You're making this way too complicated, without defining a threat model. Suppose you want to scan a range of ports from m to n. If you're worried that it's too obvious if you increment by 1, then pick any
k < n - m + 1 and relatively prime to n - m + 1 use next(j) = m + (j + k mod n - m + 1). If that's not good enough ... why? Are you worried about an intrusion detector that will notice linear scans? Then why not an intrusion detector that will notice an LCG - the parameters of an LCG can be read out from two consecutive outputs.

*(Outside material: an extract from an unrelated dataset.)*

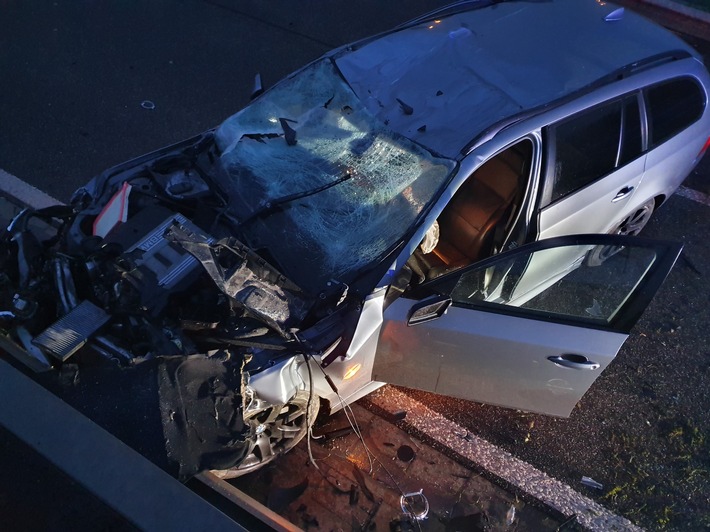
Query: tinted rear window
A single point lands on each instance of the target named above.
(586, 148)
(673, 106)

If you're really concerned about this, there are published algorithms going back years for how to apply an encryption algorithm in order to get a mapping from a specific input range of numbers back to itself. See http://csrc.nist.gov/groups/ST/toolkit/BCM/documents/proposedmodes/ffsem/ffsem-spec.pdf for an example.

Anonymous said...

You don't search for an obsolut randmonesse. I used some time ago a little trick:

Make a table of all values, for example, 100 elements.
Choose one, place it on a new table as firstelement. Extract this one.
You have now a 99 elements table. Choose one, place it in second place, etc..
After 100 rounds, you have a shuffled table of your 100 elements.

martijn said...

Regarding that last comment: that works fine if you have a small set. (And even then it's rather inefficient.) It won't work if you have 32 trillion IP-port combinations...

Unknown said...

hi :)
thanks for sharing, you have a very nice and useful blog.
btw, I also have a blog and a web directory, would you like to exchange links? let me know on emily.kovacs14@gmail.com

Jess said...

I'm not sure if anyone besides Emily the SEO Spammer cares about this issue still, but have you considered Fibonacci hashing? Described here, it essentially is LCG, except the multiplier is easily derived from the size of your domain. It's certainly not random, but it picks out an always-evenly-distributed and progressively denser set. I think that's what you wanted?